A Word from the Brewer
Lambics produced at Cantillon Brewery are referred to as “young” after one year of ageing and are considered as fully matured after three years. Young beers contain the natural sugars that are necessary for secondary fermentation in the bottle while beers that have matured for three years contribute their taste and refined flavours.
Cantillon Classic Gueuze is the ultimate result of a complex blend of lambics of different ages and with different tastes kept in oak barrels. The brewer’s main task involves tasting and he or she will have to try around a dozen lambics from different barrels, finally selecting five or six. It is by this method that gueuze 100% lambic, presenting the typical characteristics of Cantillon Brewery’s beers, is produced. Each blended batch of Cantillon Classic Gueuze yields a slightly different flavor because the natural elements at the heart of the beer make it impossible to produce a standardized product.
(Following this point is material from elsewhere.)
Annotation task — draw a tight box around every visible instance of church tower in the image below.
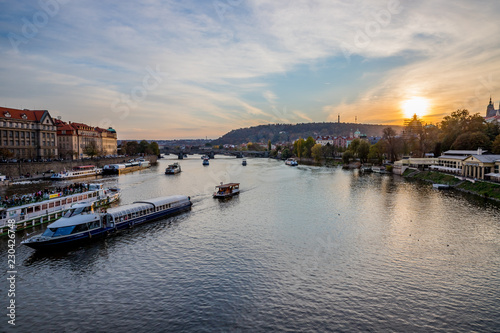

In the 18th century, a Benedictine monk named Dom Pérignon discovered the champagnisation process while blending different non-sparkling white wines. Around a hundred years later a brewer in Belgian Brabant blended various lambics, resulting in secondary fermentation in the bottle. Gueuze was born. Up until the 19th century, people living in Brussels and surrounding Brabant mostly drank two types of beer: lambic and faro. However, the introduction of glass bottles and Dom Pérignon’s discovery would bring about a revolution in the small world of Brussels brewers. In a short period of time, gueuze became the iconic beer of Brussels.